[swift-evolution] What about garbage collection?

davesweeris at mac.com davesweeris at mac.com
Wed Feb 10 10:46:13 CST 2016


> On Feb 10, 2016, at 00:57, Jean-Denis Muys via swift-evolution <swift-evolution at swift.org> wrote:
> 
> Based on this as the summary of arguments I read so far on this thread, I tend to increase my +1. Here is what I read:
> 
> - arguments regarding energy efficiency, memory efficiency, or more generally hardware limitations seem to me rather short-sighted, as in “640 KB or RAM should be enough for all times to come” (original design decision by IBM for the PC). Is Swift a language designed for todays hardware? Or is it supposed to outlast it a wee bit?
> 
Planning for the future is a Good Thing, but if Swift isn’t useful today, it won’t last long enough for “the future” to get here. There are limitations in the current hardware (VM thrashing the NAND in iDevices, IIRC) that preclude other options.

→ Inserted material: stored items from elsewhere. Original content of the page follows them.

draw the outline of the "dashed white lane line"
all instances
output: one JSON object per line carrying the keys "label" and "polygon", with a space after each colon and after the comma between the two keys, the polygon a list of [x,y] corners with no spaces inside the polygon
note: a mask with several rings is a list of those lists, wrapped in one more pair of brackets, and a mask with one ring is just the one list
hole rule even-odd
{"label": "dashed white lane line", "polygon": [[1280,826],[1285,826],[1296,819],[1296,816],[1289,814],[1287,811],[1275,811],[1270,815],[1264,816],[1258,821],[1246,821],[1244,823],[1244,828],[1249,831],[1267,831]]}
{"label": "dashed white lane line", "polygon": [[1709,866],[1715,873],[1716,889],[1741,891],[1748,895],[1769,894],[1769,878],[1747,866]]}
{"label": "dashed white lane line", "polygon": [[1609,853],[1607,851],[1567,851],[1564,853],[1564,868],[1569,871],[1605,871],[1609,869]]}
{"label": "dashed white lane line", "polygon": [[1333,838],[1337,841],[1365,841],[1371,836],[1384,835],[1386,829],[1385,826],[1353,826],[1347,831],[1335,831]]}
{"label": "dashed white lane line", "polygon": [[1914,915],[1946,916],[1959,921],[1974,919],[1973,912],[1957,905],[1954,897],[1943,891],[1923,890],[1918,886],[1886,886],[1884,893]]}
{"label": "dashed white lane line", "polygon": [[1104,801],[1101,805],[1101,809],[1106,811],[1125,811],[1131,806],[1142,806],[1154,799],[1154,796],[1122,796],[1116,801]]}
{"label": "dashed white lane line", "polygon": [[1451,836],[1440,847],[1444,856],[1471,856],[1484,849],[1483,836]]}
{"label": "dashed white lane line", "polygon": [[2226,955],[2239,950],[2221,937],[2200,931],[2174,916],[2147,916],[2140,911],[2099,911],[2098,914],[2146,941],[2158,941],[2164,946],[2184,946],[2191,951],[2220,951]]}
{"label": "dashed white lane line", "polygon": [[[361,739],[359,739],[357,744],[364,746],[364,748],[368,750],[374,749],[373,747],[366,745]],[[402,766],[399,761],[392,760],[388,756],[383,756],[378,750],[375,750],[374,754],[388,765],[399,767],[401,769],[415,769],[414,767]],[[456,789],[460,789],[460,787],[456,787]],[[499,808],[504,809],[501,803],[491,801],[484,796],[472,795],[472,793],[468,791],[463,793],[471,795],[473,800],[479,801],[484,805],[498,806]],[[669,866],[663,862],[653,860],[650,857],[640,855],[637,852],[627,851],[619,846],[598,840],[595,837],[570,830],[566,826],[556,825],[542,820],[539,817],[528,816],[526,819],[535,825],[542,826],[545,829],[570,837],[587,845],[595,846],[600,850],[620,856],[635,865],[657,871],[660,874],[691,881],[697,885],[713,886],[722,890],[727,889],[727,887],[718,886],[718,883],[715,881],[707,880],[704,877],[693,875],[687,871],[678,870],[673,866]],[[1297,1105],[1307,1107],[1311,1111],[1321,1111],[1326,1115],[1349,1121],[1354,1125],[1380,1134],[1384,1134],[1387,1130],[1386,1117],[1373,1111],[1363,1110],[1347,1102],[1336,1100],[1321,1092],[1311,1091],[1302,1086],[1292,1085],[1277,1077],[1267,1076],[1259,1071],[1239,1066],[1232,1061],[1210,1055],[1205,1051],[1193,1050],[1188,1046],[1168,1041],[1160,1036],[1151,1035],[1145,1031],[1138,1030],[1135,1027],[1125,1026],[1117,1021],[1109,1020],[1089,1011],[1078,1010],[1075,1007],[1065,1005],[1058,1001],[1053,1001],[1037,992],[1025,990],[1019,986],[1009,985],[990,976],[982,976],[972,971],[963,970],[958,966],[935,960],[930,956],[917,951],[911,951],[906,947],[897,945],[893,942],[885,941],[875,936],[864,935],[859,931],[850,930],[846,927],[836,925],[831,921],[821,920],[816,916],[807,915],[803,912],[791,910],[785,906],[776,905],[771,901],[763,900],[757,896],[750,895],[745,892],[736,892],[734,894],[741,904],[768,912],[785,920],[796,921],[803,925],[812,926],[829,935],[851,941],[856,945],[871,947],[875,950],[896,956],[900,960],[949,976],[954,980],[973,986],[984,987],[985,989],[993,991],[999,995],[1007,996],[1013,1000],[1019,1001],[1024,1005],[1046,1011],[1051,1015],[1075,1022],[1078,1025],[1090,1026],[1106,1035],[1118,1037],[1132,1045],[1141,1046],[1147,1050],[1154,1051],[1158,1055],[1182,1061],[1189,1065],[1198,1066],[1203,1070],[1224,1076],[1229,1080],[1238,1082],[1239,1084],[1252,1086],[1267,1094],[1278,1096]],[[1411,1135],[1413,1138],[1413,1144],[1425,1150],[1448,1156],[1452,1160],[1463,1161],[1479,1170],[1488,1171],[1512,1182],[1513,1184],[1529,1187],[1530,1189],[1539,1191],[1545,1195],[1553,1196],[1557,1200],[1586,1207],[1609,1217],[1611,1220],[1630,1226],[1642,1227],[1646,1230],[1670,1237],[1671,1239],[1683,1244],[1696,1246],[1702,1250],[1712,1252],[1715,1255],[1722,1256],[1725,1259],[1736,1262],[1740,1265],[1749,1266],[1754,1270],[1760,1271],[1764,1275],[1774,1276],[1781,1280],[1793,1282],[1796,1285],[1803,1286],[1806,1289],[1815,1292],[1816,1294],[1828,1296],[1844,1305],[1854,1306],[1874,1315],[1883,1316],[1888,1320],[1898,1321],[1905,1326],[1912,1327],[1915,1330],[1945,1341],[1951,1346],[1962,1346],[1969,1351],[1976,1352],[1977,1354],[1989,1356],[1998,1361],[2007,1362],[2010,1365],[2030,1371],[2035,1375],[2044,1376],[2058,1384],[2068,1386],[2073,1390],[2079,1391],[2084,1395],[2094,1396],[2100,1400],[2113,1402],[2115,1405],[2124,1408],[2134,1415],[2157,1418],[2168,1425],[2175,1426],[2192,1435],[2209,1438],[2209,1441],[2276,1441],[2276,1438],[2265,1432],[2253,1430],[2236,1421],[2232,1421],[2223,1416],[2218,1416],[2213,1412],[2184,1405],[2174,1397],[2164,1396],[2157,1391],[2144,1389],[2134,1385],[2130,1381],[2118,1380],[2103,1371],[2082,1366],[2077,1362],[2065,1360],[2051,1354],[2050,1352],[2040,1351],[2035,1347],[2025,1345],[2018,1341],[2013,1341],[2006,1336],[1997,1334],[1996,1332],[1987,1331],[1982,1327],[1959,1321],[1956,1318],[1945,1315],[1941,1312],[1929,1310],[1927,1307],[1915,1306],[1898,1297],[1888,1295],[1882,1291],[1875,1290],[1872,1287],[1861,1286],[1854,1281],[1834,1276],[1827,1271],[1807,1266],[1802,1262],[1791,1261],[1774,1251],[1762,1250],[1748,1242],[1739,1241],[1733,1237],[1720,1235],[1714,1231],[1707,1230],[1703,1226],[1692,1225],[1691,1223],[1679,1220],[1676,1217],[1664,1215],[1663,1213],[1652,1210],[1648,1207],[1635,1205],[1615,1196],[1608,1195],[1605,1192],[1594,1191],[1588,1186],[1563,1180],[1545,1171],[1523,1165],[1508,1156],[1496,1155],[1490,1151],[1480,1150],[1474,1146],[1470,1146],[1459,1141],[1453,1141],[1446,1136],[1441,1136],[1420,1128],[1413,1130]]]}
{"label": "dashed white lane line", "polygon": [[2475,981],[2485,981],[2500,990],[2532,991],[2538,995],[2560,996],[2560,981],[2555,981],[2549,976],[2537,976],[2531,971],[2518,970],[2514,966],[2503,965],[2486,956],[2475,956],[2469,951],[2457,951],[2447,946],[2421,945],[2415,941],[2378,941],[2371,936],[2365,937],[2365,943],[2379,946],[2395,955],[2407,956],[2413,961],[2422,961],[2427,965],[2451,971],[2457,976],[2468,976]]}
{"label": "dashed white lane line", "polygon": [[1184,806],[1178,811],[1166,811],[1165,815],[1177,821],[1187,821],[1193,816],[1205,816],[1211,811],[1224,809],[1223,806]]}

> Of course some ideal would be a language where GC is an option. I am not sure whether that is possible, though the one argument I saw against that, namely that libraries would be compatible with one of the options only, can be solved with the fat binary idea. We used to have libraries compatible with both PowerPC and Intel processors. That sounds a lot more complex.

We did it once before… Obj-C switched from manual memory management to ARC back in Xcode 4.2. Personally, I’d *much* rather stick with ARC for now, and worry about switching to some other scheme a few years down the road when supporting devices with write limitations starts becoming less of an issue.